Resmi dini Budizm olan Myanmar hakkında, soykırım işleyip işlemediğine dair Birleşmiş Milletler mahkemesinde soruşturma yürütülüyor.
‘Diğer insanlarla aynı haklara sahip olmak istiyoruz’
Mayıs ayı başlarında Anis (gerçek adı değil) Myanmar’ın Arakan eyaletindeki Nagpura’da inşa edilen yeni konutları gezmeye götürüldü.
Tura çıkarılan 20 Arakanlıdan biri olan Anis, “Bu kampların etrafı çitle çevrili ve askerlerin koruması altındalar” diyor:
“Evlerdeki odalar çok küçük. Bir kapı ve bir ya da iki pencere var. Kapılar çok küçük, içeri girmek için başınızı eğmeniz gerekiyor.”
Ancak Anis’i endişelendiren sadece Myanmar’daki konutlar değil:
“Asla mülk veya işyeri sahibi olamayacağız. Çocuklarımızı okula gönderebilmek için diğer insanlarla aynı haklara sahip olmak istiyoruz. Kimsenin izni olmadan herhangi bir kasabayı ya da şehri ziyaret edebilmeliyiz.”
Bangladeş ve Myanmar arasında ilk olarak 2017 yılında bir geri dönüş anlaşması imzalandı ancak mülteciler tam haklara sahip olmadan geri dönmeyi reddettikleri için iki geri gönderme girişimi başarısız oldu.
Normalde Birleşmiş Milletler geri dönüş programlarını denetliyor ancak bu program Myanmar ve Bangladeş tarafından bağımsız olarak yürütülüyor.
BBC’ye konuşan Bangladeş Mülteciler Komiseri Muhammed Mizanur Rahman, “Süreç gönüllülük esasına dayanıyor. Amacımız onurlu bir geri dönüş. Kimseyi zorla yerinden etmek gibi bir niyetimiz yok” diyor.
Ancak Anis, geri dönüş programına kaydolmaları için Bangladeşli yetkililerin baskı yaptığını söylüyor:
“Hiçbirimiz gitmek istemiyoruz. Bizi öldürüp cenazemizi gönderin daha iyi dedik.”
Sultan (gerçek adı değil) iki ay önce Bangladeş’teki Cox’s Bazar’da Myanmar’dan gelen bir heyetle görüşmüş.

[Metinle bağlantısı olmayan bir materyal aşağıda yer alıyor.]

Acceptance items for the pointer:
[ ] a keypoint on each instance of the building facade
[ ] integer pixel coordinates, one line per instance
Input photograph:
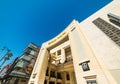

“Bana adımın listede olduğu söylendi. O kadar insan arasından benim adım neden listedeydi?” diye soruyor:
“Bana önce bizi Maungdu’ya götüreceklerini söylediler. Orada üç ay kalacağımız 15 kamp inşa etmişler.”
Sultan’ın ailesi Arakan eyaletinde Maungdu yakınlarındaki bir köyden. Ailesinin orada arazisi ve mülkü varmış ama hepsi ayrıldıktan sonra ne olduğunu kimse bilmiyor.
Ayrıca Myanmarlı olduğunu kanıtlayacak herhangi bir belgesi de yok.
“Myanmar heyeti bize birçok soru sordu. Sonra benim ve eşimin fotoğraflarını çektiler. Parmak izimiz de alındı” diyor Sultan:
“Hayır desek de kabul etmeyecekleri bir durumdayız. Ne yapabiliriz ki? Myanmar’da güvende değiliz.”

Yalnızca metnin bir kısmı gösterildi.